Determination of the synthetic steroid norgestomet in bovine plasma by capillary column gas chromatography/negative chemical ionization mass spectrometry

1988 
A sensitive and specific method is described for the determination of norgestomet in bovine plasma as low as 10 ppt with better than 83% average recovery and a relative standard deviation (RSD) of range 1–3%. Norgestomet is separated from the bulk of the endogenous substances in plasma by adsorption on a PrepSep C18 extraction column and elution with acetonitrile. The residue after evaporation of acetonitrile is reacted with O-(2,3,4,5,6-pentafluorobenzyl)hydroxylamine hydrochloride to form syn and anti geometric isomers of the mono-oxime derivative.
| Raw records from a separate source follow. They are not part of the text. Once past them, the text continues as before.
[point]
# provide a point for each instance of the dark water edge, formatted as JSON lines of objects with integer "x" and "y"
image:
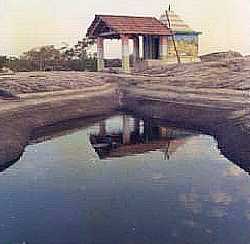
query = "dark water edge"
{"x": 233, "y": 142}
{"x": 61, "y": 192}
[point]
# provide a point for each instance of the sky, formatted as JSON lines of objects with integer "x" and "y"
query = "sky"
{"x": 25, "y": 24}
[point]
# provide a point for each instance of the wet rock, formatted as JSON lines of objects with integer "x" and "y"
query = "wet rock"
{"x": 7, "y": 94}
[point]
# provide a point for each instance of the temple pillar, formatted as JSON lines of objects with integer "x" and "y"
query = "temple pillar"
{"x": 125, "y": 53}
{"x": 136, "y": 51}
{"x": 100, "y": 54}
{"x": 143, "y": 47}
{"x": 163, "y": 47}
{"x": 102, "y": 128}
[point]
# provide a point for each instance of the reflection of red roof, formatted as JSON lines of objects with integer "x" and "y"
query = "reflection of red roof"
{"x": 131, "y": 149}
{"x": 128, "y": 25}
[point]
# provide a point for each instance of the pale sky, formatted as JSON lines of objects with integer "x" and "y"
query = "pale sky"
{"x": 31, "y": 23}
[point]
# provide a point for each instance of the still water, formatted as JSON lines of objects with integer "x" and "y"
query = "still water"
{"x": 124, "y": 180}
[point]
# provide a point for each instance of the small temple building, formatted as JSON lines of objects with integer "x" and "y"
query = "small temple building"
{"x": 186, "y": 39}
{"x": 153, "y": 42}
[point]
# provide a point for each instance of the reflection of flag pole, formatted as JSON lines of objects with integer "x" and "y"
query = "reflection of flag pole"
{"x": 167, "y": 155}
{"x": 172, "y": 35}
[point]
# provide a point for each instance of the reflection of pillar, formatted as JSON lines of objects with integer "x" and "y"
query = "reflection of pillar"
{"x": 102, "y": 128}
{"x": 147, "y": 130}
{"x": 136, "y": 54}
{"x": 125, "y": 53}
{"x": 126, "y": 131}
{"x": 143, "y": 47}
{"x": 163, "y": 47}
{"x": 137, "y": 126}
{"x": 163, "y": 132}
{"x": 150, "y": 44}
{"x": 100, "y": 54}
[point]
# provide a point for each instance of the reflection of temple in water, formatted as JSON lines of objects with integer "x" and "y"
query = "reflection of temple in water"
{"x": 136, "y": 137}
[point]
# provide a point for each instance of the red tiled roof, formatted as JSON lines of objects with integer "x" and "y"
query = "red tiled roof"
{"x": 128, "y": 25}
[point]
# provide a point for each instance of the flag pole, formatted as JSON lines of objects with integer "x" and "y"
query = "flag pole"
{"x": 173, "y": 38}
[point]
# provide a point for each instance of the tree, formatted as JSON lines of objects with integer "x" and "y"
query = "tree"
{"x": 50, "y": 58}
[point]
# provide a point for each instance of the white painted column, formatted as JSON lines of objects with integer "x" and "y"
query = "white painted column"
{"x": 163, "y": 47}
{"x": 136, "y": 51}
{"x": 125, "y": 53}
{"x": 126, "y": 130}
{"x": 100, "y": 54}
{"x": 143, "y": 48}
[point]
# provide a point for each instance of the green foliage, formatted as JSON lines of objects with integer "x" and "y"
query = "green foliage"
{"x": 50, "y": 58}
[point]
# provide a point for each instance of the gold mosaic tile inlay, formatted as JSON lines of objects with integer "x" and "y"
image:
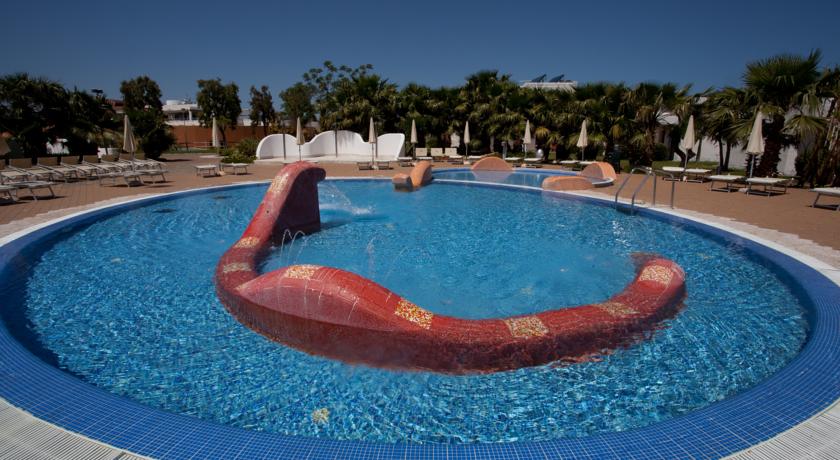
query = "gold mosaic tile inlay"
{"x": 301, "y": 272}
{"x": 279, "y": 183}
{"x": 658, "y": 274}
{"x": 616, "y": 308}
{"x": 247, "y": 242}
{"x": 413, "y": 313}
{"x": 236, "y": 267}
{"x": 526, "y": 327}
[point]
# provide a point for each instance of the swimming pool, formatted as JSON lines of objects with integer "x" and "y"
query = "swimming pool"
{"x": 416, "y": 399}
{"x": 527, "y": 178}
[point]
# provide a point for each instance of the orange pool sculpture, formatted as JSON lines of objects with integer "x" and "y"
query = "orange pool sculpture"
{"x": 341, "y": 315}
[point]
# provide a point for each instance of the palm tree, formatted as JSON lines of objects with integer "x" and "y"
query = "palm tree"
{"x": 484, "y": 95}
{"x": 782, "y": 85}
{"x": 33, "y": 110}
{"x": 725, "y": 120}
{"x": 360, "y": 98}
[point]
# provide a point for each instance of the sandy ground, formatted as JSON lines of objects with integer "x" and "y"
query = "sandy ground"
{"x": 787, "y": 219}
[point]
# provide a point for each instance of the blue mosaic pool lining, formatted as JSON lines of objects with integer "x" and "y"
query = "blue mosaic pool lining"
{"x": 806, "y": 386}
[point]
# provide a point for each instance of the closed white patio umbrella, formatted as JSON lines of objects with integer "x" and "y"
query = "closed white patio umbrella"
{"x": 756, "y": 144}
{"x": 299, "y": 140}
{"x": 129, "y": 143}
{"x": 527, "y": 139}
{"x": 413, "y": 138}
{"x": 583, "y": 139}
{"x": 467, "y": 137}
{"x": 215, "y": 133}
{"x": 372, "y": 140}
{"x": 688, "y": 140}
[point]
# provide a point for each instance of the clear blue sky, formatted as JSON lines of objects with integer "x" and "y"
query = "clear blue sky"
{"x": 97, "y": 44}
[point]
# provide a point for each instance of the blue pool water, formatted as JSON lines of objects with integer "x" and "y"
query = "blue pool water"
{"x": 128, "y": 304}
{"x": 528, "y": 178}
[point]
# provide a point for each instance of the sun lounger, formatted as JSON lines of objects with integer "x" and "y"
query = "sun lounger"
{"x": 533, "y": 162}
{"x": 696, "y": 174}
{"x": 421, "y": 153}
{"x": 8, "y": 191}
{"x": 13, "y": 175}
{"x": 827, "y": 191}
{"x": 82, "y": 170}
{"x": 731, "y": 183}
{"x": 206, "y": 170}
{"x": 236, "y": 167}
{"x": 30, "y": 185}
{"x": 514, "y": 161}
{"x": 571, "y": 164}
{"x": 153, "y": 174}
{"x": 676, "y": 172}
{"x": 103, "y": 167}
{"x": 129, "y": 177}
{"x": 33, "y": 173}
{"x": 405, "y": 161}
{"x": 770, "y": 185}
{"x": 61, "y": 172}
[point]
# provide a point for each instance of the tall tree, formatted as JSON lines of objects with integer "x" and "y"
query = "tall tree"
{"x": 724, "y": 117}
{"x": 780, "y": 85}
{"x": 358, "y": 99}
{"x": 220, "y": 102}
{"x": 33, "y": 110}
{"x": 91, "y": 121}
{"x": 324, "y": 81}
{"x": 262, "y": 108}
{"x": 141, "y": 97}
{"x": 297, "y": 103}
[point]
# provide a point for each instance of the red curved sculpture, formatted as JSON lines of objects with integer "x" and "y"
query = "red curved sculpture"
{"x": 341, "y": 315}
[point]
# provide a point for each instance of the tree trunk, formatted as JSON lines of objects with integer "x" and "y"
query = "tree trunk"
{"x": 773, "y": 137}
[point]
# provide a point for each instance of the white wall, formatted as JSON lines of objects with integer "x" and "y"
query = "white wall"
{"x": 351, "y": 147}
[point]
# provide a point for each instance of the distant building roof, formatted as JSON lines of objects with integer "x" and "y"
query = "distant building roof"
{"x": 557, "y": 83}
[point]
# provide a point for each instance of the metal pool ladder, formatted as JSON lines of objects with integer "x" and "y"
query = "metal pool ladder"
{"x": 649, "y": 172}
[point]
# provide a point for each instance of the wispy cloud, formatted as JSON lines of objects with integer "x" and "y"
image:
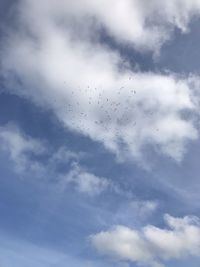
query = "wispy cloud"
{"x": 90, "y": 88}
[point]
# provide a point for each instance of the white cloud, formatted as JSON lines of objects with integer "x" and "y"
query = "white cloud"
{"x": 151, "y": 244}
{"x": 89, "y": 87}
{"x": 19, "y": 147}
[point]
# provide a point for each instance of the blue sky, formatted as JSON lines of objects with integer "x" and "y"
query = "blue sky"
{"x": 99, "y": 133}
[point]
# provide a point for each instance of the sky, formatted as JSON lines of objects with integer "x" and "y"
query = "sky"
{"x": 99, "y": 133}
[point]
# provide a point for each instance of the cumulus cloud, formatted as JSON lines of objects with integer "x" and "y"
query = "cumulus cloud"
{"x": 57, "y": 56}
{"x": 151, "y": 246}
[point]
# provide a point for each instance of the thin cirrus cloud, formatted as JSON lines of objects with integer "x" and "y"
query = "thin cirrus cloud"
{"x": 105, "y": 99}
{"x": 19, "y": 147}
{"x": 151, "y": 246}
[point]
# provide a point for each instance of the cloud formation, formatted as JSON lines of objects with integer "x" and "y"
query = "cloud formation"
{"x": 62, "y": 66}
{"x": 151, "y": 246}
{"x": 21, "y": 147}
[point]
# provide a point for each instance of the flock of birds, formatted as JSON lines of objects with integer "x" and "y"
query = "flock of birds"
{"x": 109, "y": 111}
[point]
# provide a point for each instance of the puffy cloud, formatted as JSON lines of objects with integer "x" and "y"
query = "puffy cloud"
{"x": 89, "y": 87}
{"x": 20, "y": 147}
{"x": 151, "y": 244}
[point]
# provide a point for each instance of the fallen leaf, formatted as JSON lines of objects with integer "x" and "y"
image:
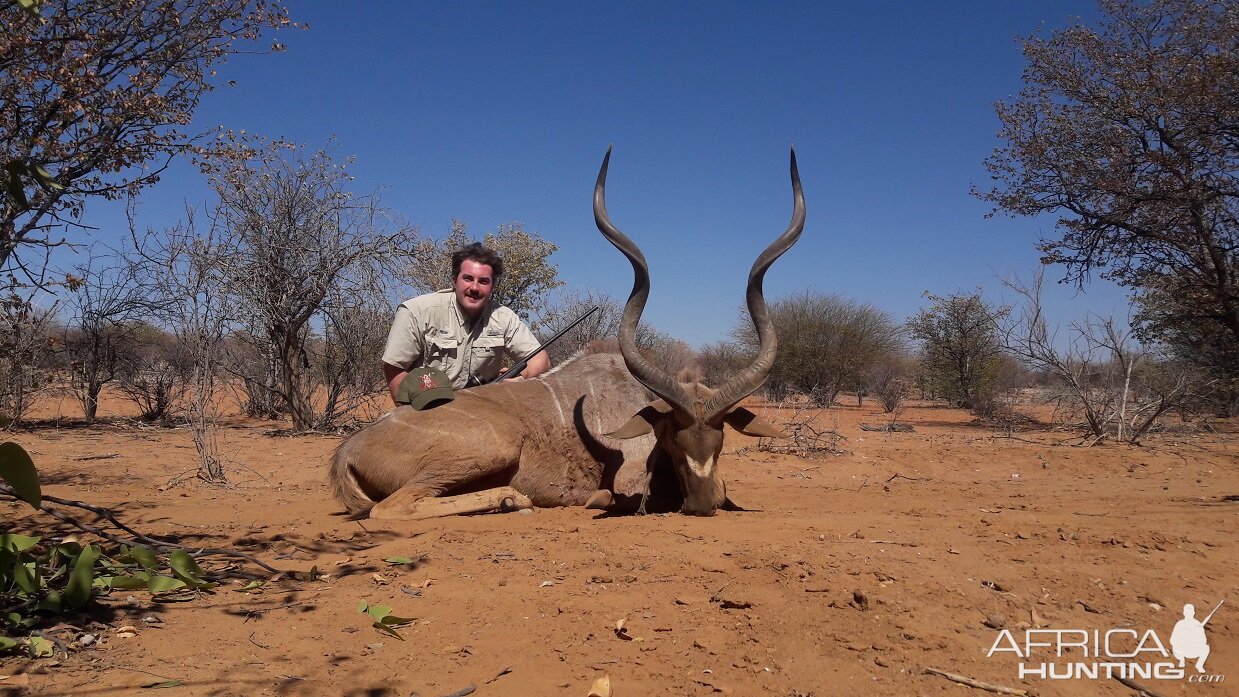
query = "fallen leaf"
{"x": 601, "y": 687}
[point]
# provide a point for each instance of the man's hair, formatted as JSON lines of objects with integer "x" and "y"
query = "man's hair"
{"x": 481, "y": 255}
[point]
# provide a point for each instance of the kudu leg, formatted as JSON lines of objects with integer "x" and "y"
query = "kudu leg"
{"x": 418, "y": 503}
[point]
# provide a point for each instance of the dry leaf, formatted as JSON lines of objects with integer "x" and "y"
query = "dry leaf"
{"x": 601, "y": 686}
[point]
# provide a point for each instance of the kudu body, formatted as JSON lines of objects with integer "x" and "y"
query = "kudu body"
{"x": 554, "y": 438}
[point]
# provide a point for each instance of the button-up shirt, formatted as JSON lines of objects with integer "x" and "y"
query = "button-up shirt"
{"x": 430, "y": 331}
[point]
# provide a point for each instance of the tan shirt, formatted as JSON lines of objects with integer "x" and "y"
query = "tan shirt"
{"x": 430, "y": 332}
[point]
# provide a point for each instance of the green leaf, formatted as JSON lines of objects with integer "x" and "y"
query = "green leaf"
{"x": 77, "y": 593}
{"x": 51, "y": 602}
{"x": 387, "y": 629}
{"x": 25, "y": 577}
{"x": 144, "y": 556}
{"x": 165, "y": 584}
{"x": 16, "y": 542}
{"x": 392, "y": 620}
{"x": 187, "y": 570}
{"x": 37, "y": 646}
{"x": 19, "y": 471}
{"x": 124, "y": 582}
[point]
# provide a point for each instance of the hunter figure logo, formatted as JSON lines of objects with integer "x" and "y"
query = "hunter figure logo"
{"x": 1095, "y": 654}
{"x": 1188, "y": 639}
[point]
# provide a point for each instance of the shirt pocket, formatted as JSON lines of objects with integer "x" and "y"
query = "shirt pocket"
{"x": 441, "y": 348}
{"x": 486, "y": 354}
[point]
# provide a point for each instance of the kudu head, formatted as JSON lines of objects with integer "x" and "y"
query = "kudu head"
{"x": 688, "y": 417}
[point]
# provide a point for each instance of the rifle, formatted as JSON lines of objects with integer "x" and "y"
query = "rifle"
{"x": 1211, "y": 614}
{"x": 520, "y": 364}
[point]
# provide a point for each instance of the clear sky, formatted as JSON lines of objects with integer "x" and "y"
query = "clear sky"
{"x": 501, "y": 112}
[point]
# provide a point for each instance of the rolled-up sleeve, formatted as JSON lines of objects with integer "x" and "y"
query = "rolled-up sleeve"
{"x": 404, "y": 341}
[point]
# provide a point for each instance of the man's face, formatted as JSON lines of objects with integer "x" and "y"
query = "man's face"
{"x": 473, "y": 286}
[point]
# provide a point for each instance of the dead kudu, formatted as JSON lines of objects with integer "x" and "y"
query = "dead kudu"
{"x": 553, "y": 441}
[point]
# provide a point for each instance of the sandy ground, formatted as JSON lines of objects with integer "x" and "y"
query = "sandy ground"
{"x": 850, "y": 573}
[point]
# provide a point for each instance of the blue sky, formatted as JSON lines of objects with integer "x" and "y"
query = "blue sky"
{"x": 501, "y": 112}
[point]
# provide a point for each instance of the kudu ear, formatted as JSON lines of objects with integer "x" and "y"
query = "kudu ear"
{"x": 752, "y": 425}
{"x": 643, "y": 421}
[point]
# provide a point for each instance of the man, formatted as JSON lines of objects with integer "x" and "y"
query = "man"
{"x": 459, "y": 329}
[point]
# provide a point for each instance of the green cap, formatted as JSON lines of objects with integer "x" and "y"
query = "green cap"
{"x": 424, "y": 388}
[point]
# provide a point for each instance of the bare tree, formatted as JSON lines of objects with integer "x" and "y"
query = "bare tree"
{"x": 891, "y": 380}
{"x": 156, "y": 373}
{"x": 94, "y": 95}
{"x": 602, "y": 328}
{"x": 300, "y": 249}
{"x": 186, "y": 272}
{"x": 25, "y": 349}
{"x": 1118, "y": 388}
{"x": 343, "y": 355}
{"x": 960, "y": 348}
{"x": 827, "y": 342}
{"x": 1128, "y": 130}
{"x": 528, "y": 275}
{"x": 720, "y": 359}
{"x": 105, "y": 305}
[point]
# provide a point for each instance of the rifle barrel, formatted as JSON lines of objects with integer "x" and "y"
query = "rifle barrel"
{"x": 520, "y": 364}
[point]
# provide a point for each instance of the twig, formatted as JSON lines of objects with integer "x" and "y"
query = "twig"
{"x": 501, "y": 674}
{"x": 136, "y": 536}
{"x": 108, "y": 456}
{"x": 1135, "y": 686}
{"x": 975, "y": 684}
{"x": 848, "y": 489}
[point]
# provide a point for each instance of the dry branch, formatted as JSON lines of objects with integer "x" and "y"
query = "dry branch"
{"x": 136, "y": 537}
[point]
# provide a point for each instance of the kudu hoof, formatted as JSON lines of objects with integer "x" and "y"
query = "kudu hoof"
{"x": 600, "y": 500}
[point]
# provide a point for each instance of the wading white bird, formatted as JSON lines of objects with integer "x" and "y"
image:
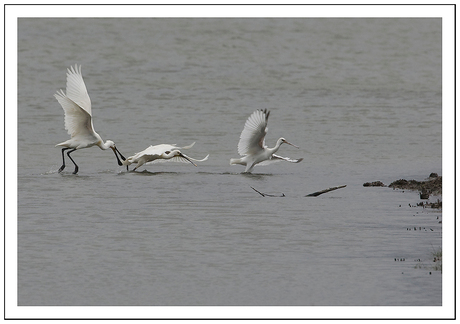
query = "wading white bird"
{"x": 161, "y": 153}
{"x": 78, "y": 119}
{"x": 252, "y": 143}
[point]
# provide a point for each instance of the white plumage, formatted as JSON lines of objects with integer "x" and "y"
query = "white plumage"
{"x": 78, "y": 119}
{"x": 161, "y": 153}
{"x": 252, "y": 143}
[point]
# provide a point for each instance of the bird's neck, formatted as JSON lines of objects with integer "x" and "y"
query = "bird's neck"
{"x": 102, "y": 145}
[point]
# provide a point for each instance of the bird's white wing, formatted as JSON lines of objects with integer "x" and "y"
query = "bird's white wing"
{"x": 280, "y": 158}
{"x": 77, "y": 121}
{"x": 178, "y": 159}
{"x": 76, "y": 89}
{"x": 252, "y": 138}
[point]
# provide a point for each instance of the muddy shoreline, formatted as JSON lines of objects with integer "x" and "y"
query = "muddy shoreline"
{"x": 432, "y": 186}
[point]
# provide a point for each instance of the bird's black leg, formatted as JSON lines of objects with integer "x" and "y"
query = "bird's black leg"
{"x": 63, "y": 160}
{"x": 76, "y": 166}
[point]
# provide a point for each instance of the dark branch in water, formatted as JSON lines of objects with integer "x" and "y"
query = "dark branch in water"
{"x": 315, "y": 194}
{"x": 267, "y": 195}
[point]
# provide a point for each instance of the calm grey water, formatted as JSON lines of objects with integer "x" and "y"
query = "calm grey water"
{"x": 361, "y": 97}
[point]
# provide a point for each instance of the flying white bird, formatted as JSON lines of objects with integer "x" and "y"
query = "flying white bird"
{"x": 161, "y": 153}
{"x": 252, "y": 143}
{"x": 78, "y": 119}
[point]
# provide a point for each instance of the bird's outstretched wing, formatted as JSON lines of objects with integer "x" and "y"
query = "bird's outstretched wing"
{"x": 252, "y": 138}
{"x": 179, "y": 159}
{"x": 76, "y": 104}
{"x": 77, "y": 121}
{"x": 76, "y": 89}
{"x": 277, "y": 157}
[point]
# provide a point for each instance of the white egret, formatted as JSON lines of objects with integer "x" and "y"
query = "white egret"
{"x": 161, "y": 153}
{"x": 78, "y": 118}
{"x": 252, "y": 143}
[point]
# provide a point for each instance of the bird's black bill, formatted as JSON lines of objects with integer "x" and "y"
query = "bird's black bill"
{"x": 121, "y": 155}
{"x": 115, "y": 151}
{"x": 185, "y": 157}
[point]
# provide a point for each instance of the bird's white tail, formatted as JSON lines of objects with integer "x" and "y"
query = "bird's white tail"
{"x": 235, "y": 161}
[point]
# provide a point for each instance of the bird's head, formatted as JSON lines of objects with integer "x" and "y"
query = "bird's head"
{"x": 283, "y": 140}
{"x": 111, "y": 144}
{"x": 175, "y": 153}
The derivative, after further clean-up and evaporation of solvent, is reconstituted with cyclohexane, and an aliquot is analyzed by capillary column gas chromatography/negative chemical ionization mass spectrometry using methane as the carrier gas. Selected ion monitoring was employed to detect the [M – HF]− fragment ion of the norgestomet mono-oxime derivative (m/z 547) and its dideuterated mono-oxime analog (m/z 549) which serves as the internal standard. Quantification is achieved by using the Quantitative Selectd Ion Monitoring Processing System (QSIMPS) softwere to generate a standard curve of fragment ion area ratios v. concentration of norgestomet, and then calculate sample concentrations.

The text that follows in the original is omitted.